Facebook Twitter

W. JORDAN MEETING ON GARBAGE SYSTEM TAKES A COLORFUL TURN

SHARE W. JORDAN MEETING ON GARBAGE SYSTEM TAKES A COLORFUL TURN

What color should the can be - black, pink or olive green?

That seemed to be the golden question during last week's City Council meeting, as Public Works Director Robert Davis introduced the city's new automated garbage collection system. The system is expected to be in full operation by November.Council members were somewhat surprised when Davis asked them what color the non-destructible polyethylene cans should be.

"You mean we have to pick a color?" asked Mayor Ken Miller, somewhat surprised. "Yes," responded Davis.

Miller then recommended that the "Roto-Cans," from Roto-Injection Products Inc., should be dark green to blend more with trees.

But Councilwoman Kathy Hilton expressed distaste for the green can and said she preferred black. "Green is so ugly.

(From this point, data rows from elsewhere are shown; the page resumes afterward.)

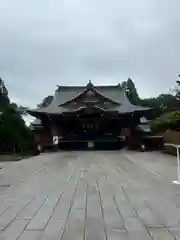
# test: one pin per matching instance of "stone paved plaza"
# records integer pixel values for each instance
(90, 195)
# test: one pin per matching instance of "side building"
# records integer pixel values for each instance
(88, 116)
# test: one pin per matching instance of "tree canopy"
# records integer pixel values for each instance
(14, 134)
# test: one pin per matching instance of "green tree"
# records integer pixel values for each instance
(14, 134)
(46, 101)
(131, 91)
(4, 99)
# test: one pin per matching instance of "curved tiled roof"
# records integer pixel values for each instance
(65, 94)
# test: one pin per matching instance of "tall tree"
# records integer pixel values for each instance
(14, 135)
(46, 101)
(131, 91)
(4, 99)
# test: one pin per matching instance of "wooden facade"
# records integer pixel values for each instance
(87, 117)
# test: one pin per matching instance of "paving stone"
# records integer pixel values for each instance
(30, 235)
(117, 235)
(95, 224)
(12, 212)
(43, 215)
(129, 196)
(112, 217)
(160, 233)
(30, 210)
(75, 227)
(13, 231)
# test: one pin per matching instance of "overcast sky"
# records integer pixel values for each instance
(48, 42)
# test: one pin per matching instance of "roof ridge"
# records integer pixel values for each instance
(84, 86)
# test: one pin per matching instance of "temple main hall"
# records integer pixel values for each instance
(87, 117)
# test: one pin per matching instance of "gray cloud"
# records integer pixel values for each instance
(44, 43)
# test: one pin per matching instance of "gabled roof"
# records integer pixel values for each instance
(113, 92)
(65, 94)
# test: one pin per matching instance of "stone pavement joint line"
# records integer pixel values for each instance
(115, 195)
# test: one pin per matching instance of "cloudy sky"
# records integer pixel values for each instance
(48, 42)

Can we pick another color?" she asked.

Other council members just looked surprised the issue was being considered and remained quiet, letting the more vocal ones decide.

A Roto-Injection Products representative jumped in with suggestions, saying the company manufactures a pink can that would be sure to please female residents.

Planning Commission member Bonnie Fernandez then said color selection didn't matter because the can is "one of the ugliest I've ever seen. Can we decorate it?" she asked.

The Roto-Can has a 105-gallon capacity and will hold the equivalent of seven ordinary 15-gallon refuse containers or 750 pounds. It is 45 inches high, weighs 43 pounds and rides on 10-inch wheels.

The anticipated purchase price of approximately 10,000 containers is $617,500, or $61.75 per container.

It is anticipated that five-year financing would be set up at approximately 71/2 percent interest. This would result in a monthly cost of $1.24 per month per container.

The supplier has also offered to charge $2.10 per container - or 4 cents per month - to assemble and deliver them to residents if the city doesn't want to.

After considering the options, city officials determined that the containers will be olive green.

Davis recommended the Roto-Cans because they were rated number one in a trash container performance test done at Brigham Young University for Ogden City. The container's 105-gallon capacity provides more room than competing products, which are typically 90 gallons, and each carries a 10-year warranty.